By law the referendum is legally binding. While there are two types of referendum in Lithuania – mandatory and consultative (deliberative) – both have the legal force. The difference between them is how they should be implemented, not whether or not they should be implemented. For a mandatory referendum, the legal act itself is presented as a question for a referendum, while after consultative (deliberative) referendum the Parliament has to amend legal acts in accordance to a referendum result within one month after its announcement.
The problem is that Lithuanian politicians are prepared to ignore their citizens’ votes against a new nuclear power plant in the referendum. The referendum in Lithuania was the first referendum on a new nuclear power plant (NPP) in Eastern Europe. Voter turn-out was 52,58 percent . Of these, 62,6 percent rejected the statement “I support the construction of a new nuclear power plant in the Republic of Lithuania”. President Dalia Grybauskaite played down the results. She claimed that only less than 30 percent of the citizens opposed the new NPP. Lithuania’s Prime Minister Andrius Kubilius has gone so far as to say that people, who voted against a new nuclear power plant, did not know what they were doing. Ignoring the results of the referendum, the politicians still discuss the further development of Visaginas NPP project.

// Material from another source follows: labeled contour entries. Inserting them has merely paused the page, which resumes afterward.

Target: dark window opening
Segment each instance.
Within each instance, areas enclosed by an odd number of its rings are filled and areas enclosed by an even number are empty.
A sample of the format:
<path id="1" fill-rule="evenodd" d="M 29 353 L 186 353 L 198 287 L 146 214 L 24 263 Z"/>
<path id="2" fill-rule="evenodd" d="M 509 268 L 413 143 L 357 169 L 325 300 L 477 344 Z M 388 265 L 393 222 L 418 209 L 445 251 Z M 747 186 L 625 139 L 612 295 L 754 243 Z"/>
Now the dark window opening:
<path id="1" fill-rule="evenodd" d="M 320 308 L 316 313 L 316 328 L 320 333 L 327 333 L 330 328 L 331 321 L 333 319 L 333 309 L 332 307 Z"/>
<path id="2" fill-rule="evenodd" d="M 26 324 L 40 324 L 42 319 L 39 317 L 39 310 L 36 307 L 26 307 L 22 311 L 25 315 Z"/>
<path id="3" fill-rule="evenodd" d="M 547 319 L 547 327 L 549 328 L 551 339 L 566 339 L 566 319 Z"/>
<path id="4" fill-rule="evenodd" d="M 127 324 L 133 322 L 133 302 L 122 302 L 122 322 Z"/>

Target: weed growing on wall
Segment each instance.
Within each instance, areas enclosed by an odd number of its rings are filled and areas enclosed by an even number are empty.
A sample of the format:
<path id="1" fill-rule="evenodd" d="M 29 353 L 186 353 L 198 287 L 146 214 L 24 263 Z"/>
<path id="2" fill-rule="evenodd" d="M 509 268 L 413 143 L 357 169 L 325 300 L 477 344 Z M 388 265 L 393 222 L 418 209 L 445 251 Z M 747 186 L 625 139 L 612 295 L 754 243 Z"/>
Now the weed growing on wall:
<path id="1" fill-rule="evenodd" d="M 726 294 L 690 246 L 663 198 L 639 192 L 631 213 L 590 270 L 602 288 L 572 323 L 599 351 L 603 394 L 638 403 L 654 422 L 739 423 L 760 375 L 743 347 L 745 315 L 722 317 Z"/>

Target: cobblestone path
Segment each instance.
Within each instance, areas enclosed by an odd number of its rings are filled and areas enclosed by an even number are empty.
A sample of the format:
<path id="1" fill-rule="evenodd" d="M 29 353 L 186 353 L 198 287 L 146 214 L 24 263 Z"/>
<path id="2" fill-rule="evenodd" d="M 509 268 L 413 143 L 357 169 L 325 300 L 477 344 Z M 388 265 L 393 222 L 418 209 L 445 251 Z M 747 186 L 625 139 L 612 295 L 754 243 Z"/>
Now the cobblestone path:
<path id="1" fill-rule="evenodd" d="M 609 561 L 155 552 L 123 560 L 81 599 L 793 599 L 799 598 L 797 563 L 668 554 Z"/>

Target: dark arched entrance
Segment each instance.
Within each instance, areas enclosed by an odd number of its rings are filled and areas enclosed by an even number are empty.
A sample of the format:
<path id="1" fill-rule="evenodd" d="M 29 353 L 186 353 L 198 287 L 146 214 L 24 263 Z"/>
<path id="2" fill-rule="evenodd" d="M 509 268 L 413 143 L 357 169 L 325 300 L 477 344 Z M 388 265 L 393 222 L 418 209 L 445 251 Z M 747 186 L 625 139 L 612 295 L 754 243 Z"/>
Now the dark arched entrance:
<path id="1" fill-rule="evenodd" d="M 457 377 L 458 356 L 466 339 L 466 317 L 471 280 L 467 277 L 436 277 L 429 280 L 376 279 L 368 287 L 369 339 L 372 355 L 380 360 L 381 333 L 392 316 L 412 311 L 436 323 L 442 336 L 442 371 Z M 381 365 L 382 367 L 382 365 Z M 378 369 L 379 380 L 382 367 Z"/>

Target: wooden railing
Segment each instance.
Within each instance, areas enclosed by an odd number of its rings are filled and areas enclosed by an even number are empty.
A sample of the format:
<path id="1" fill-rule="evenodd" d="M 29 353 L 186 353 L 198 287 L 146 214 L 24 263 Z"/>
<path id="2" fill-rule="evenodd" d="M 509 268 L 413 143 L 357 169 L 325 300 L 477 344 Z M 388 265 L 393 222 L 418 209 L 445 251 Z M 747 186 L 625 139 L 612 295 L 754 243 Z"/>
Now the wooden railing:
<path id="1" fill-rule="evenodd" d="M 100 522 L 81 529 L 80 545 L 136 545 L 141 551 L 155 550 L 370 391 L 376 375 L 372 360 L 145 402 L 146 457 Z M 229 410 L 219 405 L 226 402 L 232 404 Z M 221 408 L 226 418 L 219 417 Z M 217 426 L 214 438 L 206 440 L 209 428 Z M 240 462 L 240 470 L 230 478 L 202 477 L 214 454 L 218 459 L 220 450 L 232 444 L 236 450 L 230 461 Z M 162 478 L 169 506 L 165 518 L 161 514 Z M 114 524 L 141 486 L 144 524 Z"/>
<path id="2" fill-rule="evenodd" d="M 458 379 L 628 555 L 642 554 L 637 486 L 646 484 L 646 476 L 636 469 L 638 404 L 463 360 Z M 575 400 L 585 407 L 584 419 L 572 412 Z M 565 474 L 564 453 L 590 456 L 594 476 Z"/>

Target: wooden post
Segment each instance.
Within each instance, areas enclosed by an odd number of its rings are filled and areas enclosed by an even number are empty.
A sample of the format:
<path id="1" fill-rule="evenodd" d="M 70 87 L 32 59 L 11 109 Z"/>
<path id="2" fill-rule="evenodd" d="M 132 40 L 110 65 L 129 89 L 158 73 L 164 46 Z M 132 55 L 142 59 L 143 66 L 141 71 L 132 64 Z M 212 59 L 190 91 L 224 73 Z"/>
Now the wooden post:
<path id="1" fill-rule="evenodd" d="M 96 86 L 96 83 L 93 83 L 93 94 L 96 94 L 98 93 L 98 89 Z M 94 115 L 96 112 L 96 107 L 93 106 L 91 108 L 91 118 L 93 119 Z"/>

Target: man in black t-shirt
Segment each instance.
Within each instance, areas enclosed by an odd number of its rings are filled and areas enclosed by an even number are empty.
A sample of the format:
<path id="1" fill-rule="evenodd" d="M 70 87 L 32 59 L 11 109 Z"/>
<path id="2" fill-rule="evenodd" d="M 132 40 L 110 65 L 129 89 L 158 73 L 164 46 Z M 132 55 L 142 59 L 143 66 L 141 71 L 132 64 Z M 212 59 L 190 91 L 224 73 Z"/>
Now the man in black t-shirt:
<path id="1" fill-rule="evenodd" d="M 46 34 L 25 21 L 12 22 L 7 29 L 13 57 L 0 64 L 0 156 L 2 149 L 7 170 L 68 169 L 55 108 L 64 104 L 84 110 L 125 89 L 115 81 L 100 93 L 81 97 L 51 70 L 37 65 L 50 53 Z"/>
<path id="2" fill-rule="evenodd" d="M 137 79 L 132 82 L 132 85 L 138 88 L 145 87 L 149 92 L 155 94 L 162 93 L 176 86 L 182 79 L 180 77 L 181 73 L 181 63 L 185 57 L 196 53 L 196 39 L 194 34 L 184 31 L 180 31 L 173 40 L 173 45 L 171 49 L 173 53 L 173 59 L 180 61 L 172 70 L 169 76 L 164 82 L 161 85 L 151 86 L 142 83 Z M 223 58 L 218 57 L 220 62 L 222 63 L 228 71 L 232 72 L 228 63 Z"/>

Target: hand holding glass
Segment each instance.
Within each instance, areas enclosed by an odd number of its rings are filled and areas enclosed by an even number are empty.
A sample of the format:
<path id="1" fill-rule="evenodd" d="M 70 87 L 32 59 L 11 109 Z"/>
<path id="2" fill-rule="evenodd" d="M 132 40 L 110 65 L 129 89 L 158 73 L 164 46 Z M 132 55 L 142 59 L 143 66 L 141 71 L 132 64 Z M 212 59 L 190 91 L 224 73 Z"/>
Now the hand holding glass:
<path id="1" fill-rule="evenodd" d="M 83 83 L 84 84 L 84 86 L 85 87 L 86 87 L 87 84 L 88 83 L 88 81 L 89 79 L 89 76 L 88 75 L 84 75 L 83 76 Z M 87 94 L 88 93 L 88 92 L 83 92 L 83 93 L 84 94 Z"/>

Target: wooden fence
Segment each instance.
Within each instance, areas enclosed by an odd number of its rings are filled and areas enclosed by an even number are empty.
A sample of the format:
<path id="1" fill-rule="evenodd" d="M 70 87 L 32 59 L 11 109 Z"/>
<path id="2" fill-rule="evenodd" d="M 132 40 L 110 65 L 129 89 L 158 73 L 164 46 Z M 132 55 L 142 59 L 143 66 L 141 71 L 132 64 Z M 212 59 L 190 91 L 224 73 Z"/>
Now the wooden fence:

“Most of Lithuanian politicians would like to ignore the Law on Referendum – they say the result of the referendum was not legally binding. The article 8 of the Law on Referendum states that the Parliament has to identify means to implement the result of the consultative (deliberative) referendum within one month after its announcement”, – explains antinuclear activist Laura Gintalaite, – “The nation has decided to get rid of a dangerous technology. The Parliament must pass the applicable laws. It is ridiculous that we even have to make this protest – in a democratic country it should be evident that if there was a referendum, result of it has to be implemented.”
The action at the Lithuanian embassy in Berlin is organized by the association “Zali.lt“ (LT Greens) and „AntiAtomBerlin“. Activists also prepared a petition on Avaaz community petitions, urging politicians to implement the result of the referendum.
Lithuania planned to build a new NPP in Visaginas together with Japanese American company “Hitachi-GE”, Latvia and Estonia. The estimated costs of building 1,350-MW Hitachi-GE Advanced Boiling Water Reactor (ABWR) at Visaginas site are 5 billion EUR. Planned start of operation was in 2020-2022.